Вечером я вник в споры моих людей. Меня поразило это обстоятельство. Они, эти люди, которым решительно на все наплевать, кроме "права на жительство", люди, схватившиеся с жизнью только в единоборстве, не признающие ничего и ничьего другого, кроме своего, – и вдруг заспорили о политике.
Ананий – адская машина сумрачно пересчитывал, кого он будет вешать, вернувшись к себе в Тамбовку. На несколько секунд громкий спор умолк. Монашек с кавказским поясом гнусит:
– Эх, братцы, и добра тогда можно пособрать будет у которых повешают… Мильёны.
И опять затихло. Тогда Артемий, молчавший до сих пор, вдруг каркнул глухо, как-то особенно выделяюще:
– Я прямо скажу: выждут и жамкнут врраз. – И он указал рукой в ту сторону, в которой, по его мнению, "выждут и жамкнут".
Почувствовалось, что он отрубил спор. Люди онемели и вновь разобщились для своих дум и желаний.
Давили холодные сумерки. Какая-то тонкая и пронзительная свистушка ныла в вершинах сосен. Мне показалось, что сосны туго нагнулись над нами и образовали черную, непроницаемую крышку сырого, чудовищного гроба.
Подкатило к сердцу. Начался припадок. С поразительной яркостью мне примерещилось лицо китайца, подошедшего тогда, в первый припадок, ко мне, чтоб сказать: "Капитана, твоя шибыка скушна".
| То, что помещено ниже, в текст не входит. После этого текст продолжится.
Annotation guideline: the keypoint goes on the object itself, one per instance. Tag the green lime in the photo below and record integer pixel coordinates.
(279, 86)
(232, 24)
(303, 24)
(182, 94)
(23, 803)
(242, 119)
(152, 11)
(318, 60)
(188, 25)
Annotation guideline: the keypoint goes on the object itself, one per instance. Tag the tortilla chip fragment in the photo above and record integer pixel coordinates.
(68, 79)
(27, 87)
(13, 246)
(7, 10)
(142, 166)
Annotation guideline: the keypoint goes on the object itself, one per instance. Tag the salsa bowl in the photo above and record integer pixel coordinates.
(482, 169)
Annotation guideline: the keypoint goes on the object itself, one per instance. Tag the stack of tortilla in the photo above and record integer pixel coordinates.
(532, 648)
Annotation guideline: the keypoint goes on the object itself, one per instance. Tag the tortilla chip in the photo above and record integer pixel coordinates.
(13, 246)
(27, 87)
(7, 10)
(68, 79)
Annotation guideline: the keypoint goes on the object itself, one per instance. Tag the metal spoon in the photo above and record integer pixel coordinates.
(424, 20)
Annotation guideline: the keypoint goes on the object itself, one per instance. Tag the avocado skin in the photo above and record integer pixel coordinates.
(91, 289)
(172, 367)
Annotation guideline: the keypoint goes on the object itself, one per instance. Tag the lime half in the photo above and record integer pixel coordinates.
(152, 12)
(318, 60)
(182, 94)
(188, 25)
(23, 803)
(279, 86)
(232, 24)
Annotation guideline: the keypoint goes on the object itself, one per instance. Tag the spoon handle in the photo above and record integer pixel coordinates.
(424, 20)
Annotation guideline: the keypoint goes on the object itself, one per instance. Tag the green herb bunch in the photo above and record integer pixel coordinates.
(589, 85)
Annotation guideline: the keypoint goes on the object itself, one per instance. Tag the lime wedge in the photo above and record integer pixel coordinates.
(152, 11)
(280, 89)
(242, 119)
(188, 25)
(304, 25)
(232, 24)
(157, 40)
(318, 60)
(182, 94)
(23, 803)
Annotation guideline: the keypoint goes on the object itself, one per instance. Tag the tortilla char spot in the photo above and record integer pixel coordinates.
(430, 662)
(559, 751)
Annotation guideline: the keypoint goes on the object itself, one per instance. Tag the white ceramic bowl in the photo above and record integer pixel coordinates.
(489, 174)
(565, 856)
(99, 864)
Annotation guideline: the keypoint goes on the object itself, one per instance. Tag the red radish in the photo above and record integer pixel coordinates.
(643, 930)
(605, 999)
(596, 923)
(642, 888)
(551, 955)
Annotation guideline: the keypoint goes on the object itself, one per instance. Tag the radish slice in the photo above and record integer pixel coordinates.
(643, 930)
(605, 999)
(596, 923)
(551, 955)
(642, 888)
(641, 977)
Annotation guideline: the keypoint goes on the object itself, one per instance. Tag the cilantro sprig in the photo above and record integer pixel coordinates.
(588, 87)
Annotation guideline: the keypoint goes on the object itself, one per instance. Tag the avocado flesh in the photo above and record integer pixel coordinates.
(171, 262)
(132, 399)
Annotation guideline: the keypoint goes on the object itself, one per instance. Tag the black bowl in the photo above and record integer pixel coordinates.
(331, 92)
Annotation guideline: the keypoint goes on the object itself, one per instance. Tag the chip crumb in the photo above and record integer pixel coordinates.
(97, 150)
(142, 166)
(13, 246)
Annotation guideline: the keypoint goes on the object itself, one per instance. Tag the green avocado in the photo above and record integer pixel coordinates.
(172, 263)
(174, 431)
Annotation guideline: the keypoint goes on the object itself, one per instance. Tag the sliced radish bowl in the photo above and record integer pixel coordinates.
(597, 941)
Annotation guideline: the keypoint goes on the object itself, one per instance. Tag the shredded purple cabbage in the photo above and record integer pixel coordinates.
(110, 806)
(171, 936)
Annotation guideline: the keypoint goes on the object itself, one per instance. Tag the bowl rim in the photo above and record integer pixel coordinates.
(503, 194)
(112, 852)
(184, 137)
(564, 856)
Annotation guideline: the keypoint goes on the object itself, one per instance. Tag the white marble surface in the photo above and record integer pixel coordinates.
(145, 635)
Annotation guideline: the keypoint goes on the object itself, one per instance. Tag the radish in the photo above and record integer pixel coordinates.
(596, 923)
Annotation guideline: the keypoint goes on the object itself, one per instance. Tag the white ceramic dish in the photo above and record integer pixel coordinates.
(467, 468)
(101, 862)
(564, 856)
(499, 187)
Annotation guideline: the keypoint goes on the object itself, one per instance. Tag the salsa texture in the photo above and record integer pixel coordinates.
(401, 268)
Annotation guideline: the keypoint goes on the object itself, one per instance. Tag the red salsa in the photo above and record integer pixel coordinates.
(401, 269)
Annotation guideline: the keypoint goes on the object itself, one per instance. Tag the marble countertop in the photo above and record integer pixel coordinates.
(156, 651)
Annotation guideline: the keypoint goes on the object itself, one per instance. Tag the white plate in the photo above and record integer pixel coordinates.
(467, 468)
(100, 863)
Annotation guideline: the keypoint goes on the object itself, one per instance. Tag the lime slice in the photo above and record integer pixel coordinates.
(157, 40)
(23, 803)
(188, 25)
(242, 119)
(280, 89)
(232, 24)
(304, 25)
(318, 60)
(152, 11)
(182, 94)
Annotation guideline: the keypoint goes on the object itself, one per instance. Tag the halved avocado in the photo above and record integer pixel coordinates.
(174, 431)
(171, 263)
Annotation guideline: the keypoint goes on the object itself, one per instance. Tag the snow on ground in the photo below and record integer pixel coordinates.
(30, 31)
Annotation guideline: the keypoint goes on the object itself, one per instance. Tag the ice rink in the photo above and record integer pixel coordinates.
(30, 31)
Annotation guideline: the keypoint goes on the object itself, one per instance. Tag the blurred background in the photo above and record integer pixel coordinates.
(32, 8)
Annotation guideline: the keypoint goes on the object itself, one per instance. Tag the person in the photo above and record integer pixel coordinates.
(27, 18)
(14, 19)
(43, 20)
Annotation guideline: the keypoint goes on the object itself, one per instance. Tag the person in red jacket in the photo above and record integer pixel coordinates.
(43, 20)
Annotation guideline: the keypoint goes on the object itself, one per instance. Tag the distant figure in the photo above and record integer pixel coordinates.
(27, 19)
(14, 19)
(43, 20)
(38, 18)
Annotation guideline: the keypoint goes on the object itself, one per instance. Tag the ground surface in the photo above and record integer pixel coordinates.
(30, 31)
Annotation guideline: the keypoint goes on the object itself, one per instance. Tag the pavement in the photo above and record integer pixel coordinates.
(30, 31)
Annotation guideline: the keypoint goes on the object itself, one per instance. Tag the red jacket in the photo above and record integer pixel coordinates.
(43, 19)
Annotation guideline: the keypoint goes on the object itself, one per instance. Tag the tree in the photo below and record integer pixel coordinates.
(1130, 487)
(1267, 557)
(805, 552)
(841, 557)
Не знаю, сколько времени длилось это состояние бычьей тоски. Мне кажется, несколько секунд, а может быть, долго, много, потому что, когда я опомнился, гимназист-поэт уже читал людям какие-то стихи.
Несколько минут я слушаю его и убеждаюсь, что я вновь воспринимаю смысл слов постороннего человека. Я пробую дальше свою чувствительность. Я шепчу слова, ранящие меня в самое сердце:
С плачем деревья качаются голые…
Но они не доходят, не волнуют, не ранят.
Свинцовое давление в голове. Кажется, что она онемела, вместо мозга жидкая и клейкая болтушка, и кожа, и волосы, и череп – все это что-то чуждое, постороннее. И будто фуражка надета прямо на шею. Она давит тяжко, душит.
Я отчаянно кричу:
– По кооооням!..
И вновь шепчу самому себе:
С плачем деревья качаются голые…
Пронзительная свистушка в соснах смолкает, но тут же тянет вновь, но уже понизу, но уже басисто и свирепо…
Мы выехали из тайги. В степи светлее, а главное – не давит сырая тяжесть густых и черных сосен над головой.
Глухая и частая дробь копыт успокаивает меня.
Мне хочется стать черным вороном и в сумерки облететь всю Россию широким кругом, потом взвиться в бледное оловянное небо и пророчески каркнуть над Кремлем.
Но я не черный ворон, а "Черный Жук".
Я должен подкопаться под землей.
Действительность всегда противоположна воображению.
Пусть будет так.
Настанет день, когда ворон упадет на труп моего врага и до донышка выпьет его глаза.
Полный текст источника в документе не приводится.